Make sure that you set up efficient code and language-specific caching. Also, remember to compress images and file sizes on each language version to improve loading speed.

Optimizing website speed for international visitors

There are other ways to improve website speed. One option is to have a different domain for each language version of your website so they don’t share the same data space, allowing for faster loading times.

You should also minimize any external scripts and third-party resources to reduce potential delays. In addition, always remember to optimize the mobile version of your website.

Implementing a content delivery network (CDN) for faster page load times.

Consider setting up a content delivery network (CDN). CDN is a geographically distributed network of proxy servers that improves performance by connecting them to a database of your site that’s physically closer to them.
This fantastic solution for scaling businesses will allow you to support complex multilingual websites with minimal performance issues.

Frequently asked questions

What is content localization?

Content localization adapts content for different cultures, languages, and endemic consumer behavior.
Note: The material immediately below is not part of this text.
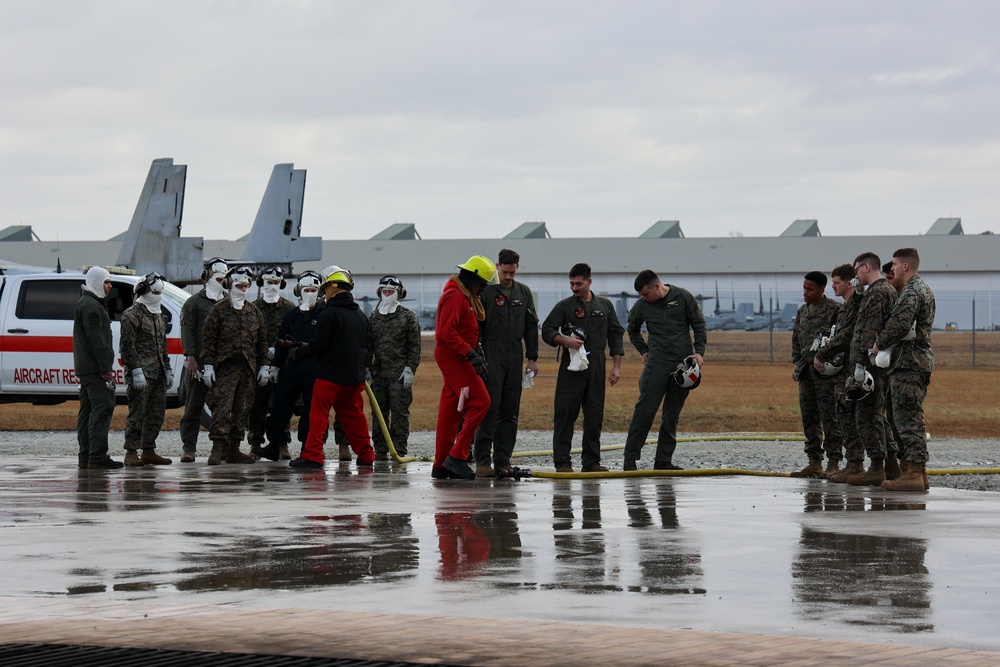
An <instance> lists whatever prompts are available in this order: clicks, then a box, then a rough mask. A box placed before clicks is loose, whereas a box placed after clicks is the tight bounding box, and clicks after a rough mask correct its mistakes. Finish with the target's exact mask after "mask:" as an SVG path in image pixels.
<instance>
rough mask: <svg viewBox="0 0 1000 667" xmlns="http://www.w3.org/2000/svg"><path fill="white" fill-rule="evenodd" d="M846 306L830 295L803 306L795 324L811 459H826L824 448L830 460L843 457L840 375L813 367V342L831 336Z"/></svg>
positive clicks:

What are the potential risks in building a multilingual website?

Inaccurate translations and cultural insensitivity may affect user trust and the website’s credibility. Also, managing multiple language versions requires regular updates and quality checks.

Machine translation or human translation for multilingual websites?

While machine translation is quick, it may need to be more accurate, especially considering cultural factors. Human translation offers higher quality; however, it’s often more expensive.